Children who develop hives after eating an almond cookie, for example, should be tested for nut allergies if they’ve never eaten nuts before, but shouldn’t be tested for a wheat allergy if they’ve already been eating bread without a problem.
To complicate matters even more, some kids develop itchiness in their mouths when they eat certain raw produce like carrots, peaches, and apples and will — like Blumenfeld — test positive for allergies to these foods when they’re primarily allergic to birch pollen. That’s because there are proteins in these raw foods (which break down when they are cooked) that are similar to proteins in the pollen.
“We don’t think kids who have milder food allergies related to a protein in birch pollen are at risk of having a serious reaction, like anaphylactic shock, to these foods,” said Shreffler, who is Blumenfeld’s physician.
Some allergists have begun using newer tests — like those that look for reactions to birch pollen allergens — to distinguish between pollen allergies and true food allergies. Blumenfeld’s father, Josef, said the test wasn’t covered by his insurance but was the “best $300” he’d ever spent.

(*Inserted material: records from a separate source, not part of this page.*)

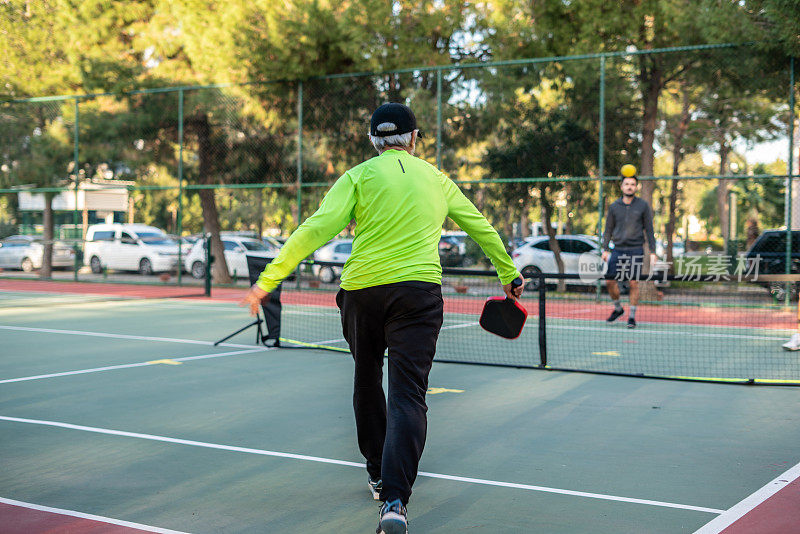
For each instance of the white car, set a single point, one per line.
(536, 257)
(129, 247)
(338, 251)
(26, 252)
(237, 248)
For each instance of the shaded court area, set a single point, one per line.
(121, 409)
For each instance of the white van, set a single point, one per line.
(129, 247)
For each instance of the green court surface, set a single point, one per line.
(123, 409)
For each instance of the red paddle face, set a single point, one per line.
(503, 317)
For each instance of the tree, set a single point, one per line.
(553, 145)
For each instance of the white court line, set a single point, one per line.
(341, 340)
(737, 511)
(130, 365)
(99, 518)
(319, 459)
(121, 336)
(669, 332)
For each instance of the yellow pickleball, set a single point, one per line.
(628, 170)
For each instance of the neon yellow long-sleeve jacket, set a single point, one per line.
(399, 203)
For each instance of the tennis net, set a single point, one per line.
(708, 328)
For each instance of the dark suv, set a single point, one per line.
(770, 250)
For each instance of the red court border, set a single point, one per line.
(782, 319)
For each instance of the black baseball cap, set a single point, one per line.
(401, 116)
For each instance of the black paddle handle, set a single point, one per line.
(515, 283)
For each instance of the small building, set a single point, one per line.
(98, 201)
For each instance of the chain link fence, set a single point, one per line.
(535, 144)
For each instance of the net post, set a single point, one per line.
(601, 159)
(542, 330)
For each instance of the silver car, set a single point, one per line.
(26, 252)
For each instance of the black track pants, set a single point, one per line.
(404, 317)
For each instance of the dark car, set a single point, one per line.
(769, 252)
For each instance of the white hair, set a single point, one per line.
(380, 143)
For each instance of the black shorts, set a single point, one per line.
(625, 264)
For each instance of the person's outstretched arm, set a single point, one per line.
(333, 215)
(466, 215)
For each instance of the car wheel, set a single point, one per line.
(326, 275)
(145, 267)
(27, 265)
(531, 276)
(198, 270)
(624, 287)
(778, 290)
(95, 264)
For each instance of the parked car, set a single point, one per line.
(768, 253)
(453, 250)
(338, 251)
(26, 252)
(535, 257)
(129, 247)
(237, 247)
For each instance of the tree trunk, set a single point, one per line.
(524, 222)
(722, 189)
(46, 271)
(547, 215)
(677, 157)
(651, 88)
(219, 269)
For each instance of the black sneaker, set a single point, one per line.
(392, 518)
(375, 487)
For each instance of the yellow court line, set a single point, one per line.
(436, 391)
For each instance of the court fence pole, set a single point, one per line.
(542, 329)
(179, 225)
(790, 183)
(439, 119)
(78, 234)
(299, 164)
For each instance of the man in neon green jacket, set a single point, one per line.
(390, 293)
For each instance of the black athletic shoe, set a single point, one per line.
(375, 487)
(615, 315)
(392, 518)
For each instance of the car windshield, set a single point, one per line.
(154, 238)
(254, 245)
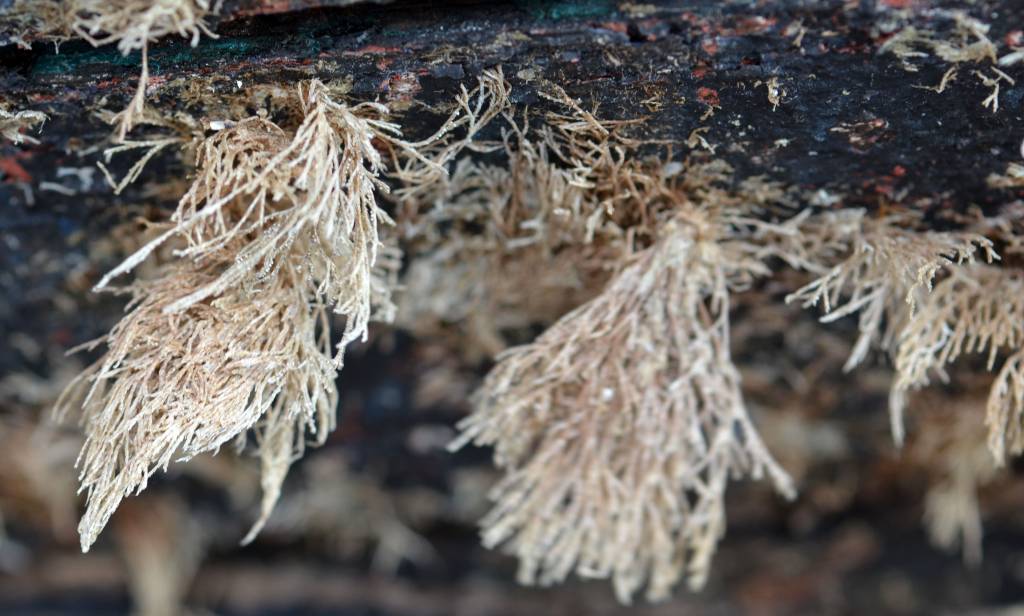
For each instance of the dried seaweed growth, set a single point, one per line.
(620, 427)
(500, 248)
(232, 335)
(11, 125)
(37, 19)
(979, 309)
(883, 278)
(310, 194)
(1013, 178)
(173, 386)
(133, 25)
(967, 42)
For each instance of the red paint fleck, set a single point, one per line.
(373, 50)
(13, 171)
(401, 86)
(708, 96)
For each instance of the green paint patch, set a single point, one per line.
(166, 55)
(567, 9)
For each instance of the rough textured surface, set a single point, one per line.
(853, 129)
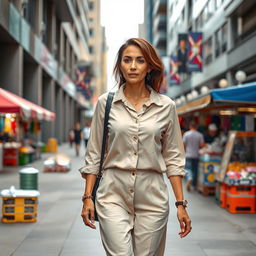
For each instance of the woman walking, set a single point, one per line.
(144, 141)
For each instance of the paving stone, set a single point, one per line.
(59, 230)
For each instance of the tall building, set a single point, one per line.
(160, 26)
(229, 38)
(154, 28)
(146, 29)
(98, 49)
(41, 43)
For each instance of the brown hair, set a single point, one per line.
(155, 77)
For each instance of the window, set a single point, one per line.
(208, 51)
(248, 22)
(91, 31)
(221, 37)
(218, 43)
(218, 3)
(91, 5)
(224, 31)
(91, 49)
(211, 8)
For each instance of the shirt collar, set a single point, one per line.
(154, 96)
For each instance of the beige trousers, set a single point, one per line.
(133, 212)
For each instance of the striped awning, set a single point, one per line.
(12, 103)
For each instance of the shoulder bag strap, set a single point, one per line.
(105, 129)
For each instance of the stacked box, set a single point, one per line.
(23, 158)
(10, 156)
(19, 209)
(241, 198)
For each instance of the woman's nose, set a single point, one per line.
(133, 64)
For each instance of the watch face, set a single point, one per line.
(184, 203)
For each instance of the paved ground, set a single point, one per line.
(59, 230)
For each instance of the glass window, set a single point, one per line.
(208, 51)
(218, 3)
(91, 49)
(218, 43)
(224, 32)
(205, 14)
(91, 5)
(211, 8)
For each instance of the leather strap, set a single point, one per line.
(105, 129)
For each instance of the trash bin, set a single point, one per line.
(19, 205)
(29, 178)
(52, 145)
(23, 158)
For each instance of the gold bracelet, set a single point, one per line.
(87, 197)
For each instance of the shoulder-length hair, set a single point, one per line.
(155, 76)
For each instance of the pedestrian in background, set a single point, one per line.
(77, 138)
(212, 133)
(71, 137)
(144, 142)
(86, 133)
(193, 141)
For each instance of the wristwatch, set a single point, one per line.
(183, 202)
(87, 197)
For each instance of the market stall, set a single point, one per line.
(18, 118)
(233, 110)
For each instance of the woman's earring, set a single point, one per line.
(148, 77)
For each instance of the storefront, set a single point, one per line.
(230, 161)
(19, 126)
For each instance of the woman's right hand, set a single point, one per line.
(88, 213)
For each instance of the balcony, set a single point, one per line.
(160, 22)
(63, 10)
(160, 7)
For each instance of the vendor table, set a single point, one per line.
(209, 165)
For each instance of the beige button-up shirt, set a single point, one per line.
(148, 140)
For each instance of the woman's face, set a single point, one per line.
(133, 65)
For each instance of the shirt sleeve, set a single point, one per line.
(173, 148)
(93, 150)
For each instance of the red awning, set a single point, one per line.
(11, 103)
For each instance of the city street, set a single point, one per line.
(59, 229)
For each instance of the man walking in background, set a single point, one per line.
(193, 141)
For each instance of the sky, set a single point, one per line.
(121, 19)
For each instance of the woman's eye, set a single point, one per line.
(126, 60)
(141, 61)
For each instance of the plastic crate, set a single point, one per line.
(19, 209)
(10, 156)
(241, 199)
(23, 158)
(223, 195)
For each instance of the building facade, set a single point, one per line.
(41, 43)
(229, 38)
(98, 49)
(154, 28)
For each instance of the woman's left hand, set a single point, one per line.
(184, 220)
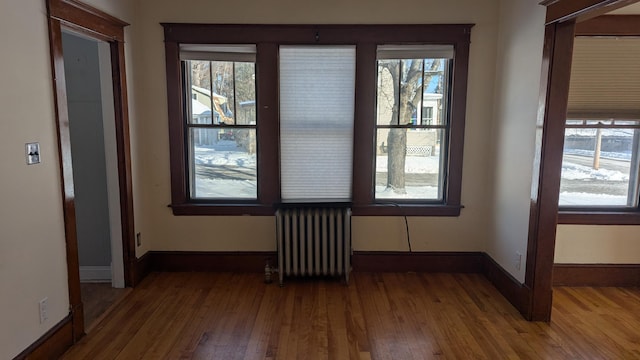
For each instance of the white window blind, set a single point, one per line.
(385, 52)
(317, 89)
(212, 52)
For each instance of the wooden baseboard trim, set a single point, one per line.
(619, 275)
(211, 261)
(515, 292)
(451, 262)
(52, 344)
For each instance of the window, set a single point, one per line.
(316, 122)
(219, 92)
(600, 166)
(412, 144)
(265, 114)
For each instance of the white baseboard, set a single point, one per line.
(95, 273)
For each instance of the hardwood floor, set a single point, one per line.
(378, 316)
(97, 298)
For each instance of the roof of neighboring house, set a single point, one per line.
(207, 92)
(197, 108)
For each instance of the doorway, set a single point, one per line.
(87, 66)
(100, 112)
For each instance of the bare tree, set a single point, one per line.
(406, 76)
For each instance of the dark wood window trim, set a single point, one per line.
(605, 25)
(94, 23)
(267, 39)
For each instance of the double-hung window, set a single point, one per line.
(369, 115)
(220, 121)
(601, 157)
(412, 122)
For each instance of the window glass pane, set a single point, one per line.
(420, 165)
(200, 92)
(409, 161)
(435, 89)
(599, 167)
(218, 88)
(245, 80)
(223, 163)
(317, 90)
(223, 91)
(388, 92)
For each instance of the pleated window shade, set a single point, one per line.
(605, 78)
(317, 90)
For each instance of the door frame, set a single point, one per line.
(101, 26)
(561, 19)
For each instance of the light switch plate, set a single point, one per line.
(33, 153)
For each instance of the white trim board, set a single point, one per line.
(95, 273)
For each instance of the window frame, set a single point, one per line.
(602, 214)
(267, 39)
(605, 25)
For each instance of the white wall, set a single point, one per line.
(519, 62)
(32, 248)
(219, 233)
(84, 101)
(597, 244)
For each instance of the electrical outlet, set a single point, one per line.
(44, 310)
(33, 153)
(518, 260)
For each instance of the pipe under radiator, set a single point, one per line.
(313, 241)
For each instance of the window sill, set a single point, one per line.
(406, 210)
(222, 209)
(586, 217)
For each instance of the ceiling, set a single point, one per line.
(633, 9)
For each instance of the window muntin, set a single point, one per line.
(192, 42)
(600, 165)
(317, 90)
(220, 122)
(412, 125)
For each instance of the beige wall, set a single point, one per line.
(32, 248)
(168, 232)
(519, 63)
(597, 244)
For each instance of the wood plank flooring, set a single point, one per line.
(378, 316)
(97, 298)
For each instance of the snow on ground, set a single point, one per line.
(572, 171)
(227, 153)
(603, 154)
(224, 152)
(214, 188)
(413, 164)
(582, 199)
(412, 192)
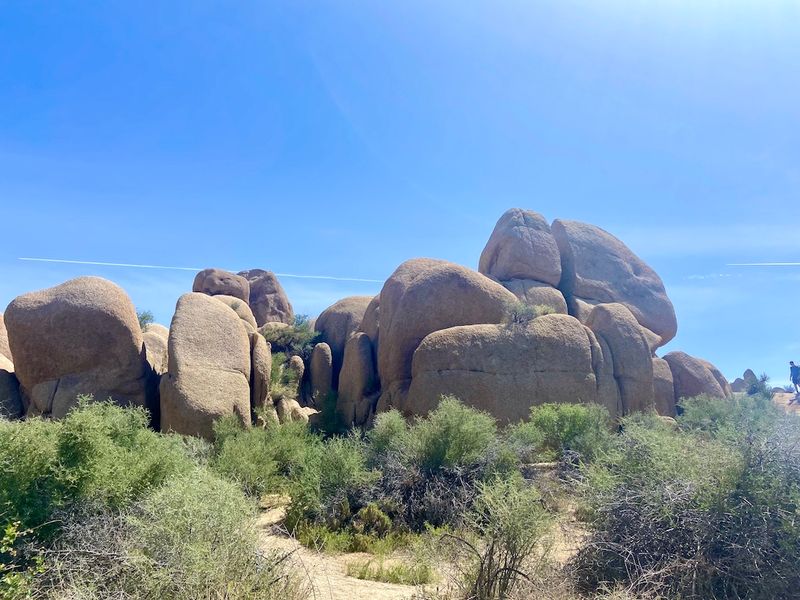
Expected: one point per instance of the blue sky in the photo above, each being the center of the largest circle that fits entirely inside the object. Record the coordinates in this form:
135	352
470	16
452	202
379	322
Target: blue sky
341	138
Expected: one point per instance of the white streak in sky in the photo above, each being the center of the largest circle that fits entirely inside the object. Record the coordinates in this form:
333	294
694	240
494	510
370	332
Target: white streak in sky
134	266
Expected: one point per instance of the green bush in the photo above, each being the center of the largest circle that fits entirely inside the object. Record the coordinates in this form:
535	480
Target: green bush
708	512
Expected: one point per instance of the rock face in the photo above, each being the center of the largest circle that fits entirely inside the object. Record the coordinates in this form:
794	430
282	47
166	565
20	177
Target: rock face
5	349
321	370
267	298
80	337
423	296
663	388
337	323
598	268
630	353
692	377
216	281
504	370
358	381
522	247
209	367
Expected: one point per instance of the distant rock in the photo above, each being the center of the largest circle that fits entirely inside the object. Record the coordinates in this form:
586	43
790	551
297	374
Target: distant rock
337	323
80	337
209	367
214	282
268	299
597	268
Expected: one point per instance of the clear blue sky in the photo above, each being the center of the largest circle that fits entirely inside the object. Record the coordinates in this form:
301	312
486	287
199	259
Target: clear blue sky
341	138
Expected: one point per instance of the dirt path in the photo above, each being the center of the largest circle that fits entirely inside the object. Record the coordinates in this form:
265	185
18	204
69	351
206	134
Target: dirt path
326	573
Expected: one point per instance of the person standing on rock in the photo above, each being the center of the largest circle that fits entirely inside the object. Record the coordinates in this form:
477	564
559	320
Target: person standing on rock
794	375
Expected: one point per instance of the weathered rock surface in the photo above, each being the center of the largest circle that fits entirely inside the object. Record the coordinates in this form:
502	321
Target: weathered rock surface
260	372
241	309
321	373
536	293
268	298
5	349
597	268
209	367
358	380
504	370
80	337
337	323
420	297
692	377
663	388
216	282
521	247
630	354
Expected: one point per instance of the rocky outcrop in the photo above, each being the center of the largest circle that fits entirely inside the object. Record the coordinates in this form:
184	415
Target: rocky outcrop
358	381
630	354
214	282
80	337
321	373
209	367
420	297
692	377
522	247
663	388
267	298
504	370
337	323
597	268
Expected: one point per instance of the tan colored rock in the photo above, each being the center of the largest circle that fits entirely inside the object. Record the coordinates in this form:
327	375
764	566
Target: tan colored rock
630	353
158	329
80	337
321	373
260	372
214	282
241	309
504	370
692	377
209	367
337	323
663	388
11	405
536	293
422	296
598	268
268	298
5	349
522	247
358	381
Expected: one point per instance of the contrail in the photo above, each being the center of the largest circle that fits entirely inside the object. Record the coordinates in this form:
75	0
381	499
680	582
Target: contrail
135	266
763	265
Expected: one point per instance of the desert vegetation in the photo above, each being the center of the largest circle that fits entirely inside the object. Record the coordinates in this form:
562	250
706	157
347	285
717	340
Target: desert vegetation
99	506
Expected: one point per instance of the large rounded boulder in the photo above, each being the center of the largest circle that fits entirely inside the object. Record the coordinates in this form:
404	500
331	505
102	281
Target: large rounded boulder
692	377
268	299
422	296
78	338
598	268
209	367
337	323
505	370
214	282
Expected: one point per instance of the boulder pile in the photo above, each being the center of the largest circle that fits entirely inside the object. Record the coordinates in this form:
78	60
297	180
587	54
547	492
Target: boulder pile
561	312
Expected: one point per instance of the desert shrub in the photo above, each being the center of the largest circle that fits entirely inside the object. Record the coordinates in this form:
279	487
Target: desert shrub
265	460
452	436
698	513
555	429
508	521
99	452
296	339
192	538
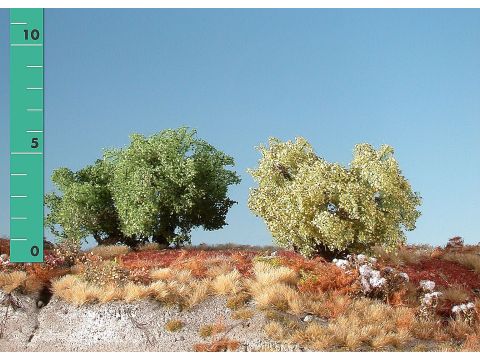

“To hear she wasn’t allergic to all these foods?” he added. “It was incredibly liberating.”
Newer blood tests that are more specific might be able to better predict who is more likely to have a life-threatening reaction to a food challenge — when children are given a small amount of a food to see if they develop a reaction — to determine whether they are still allergic to a particular food. But most community allergists aren’t using the tests because they are experimental.
John Kozelian of Belmont said his daughter’s first allergist felt uncomfortable administering a food challenge to see whether his daughter Olive was still allergic to milk because she had developed a mild rash when given a skin test. So two years ago, he took Olive to Massachusetts General Hospital, where they were using the experimental blood tests.
“Based on that blood test, they felt comfortable about doing a food challenge,” Kozelian said. To 12-year-old Olive’s delight, she learned she had outgrown her milk allergy; last year, she found out from a food challenge that she could also eat eggs.
“We were able to buy her a store-bought birthday cake with eggs and butter,” said Kozelian. “We’d given up thinking she would outgrow her allergies since that’s what we’d been told by her initial doctor.”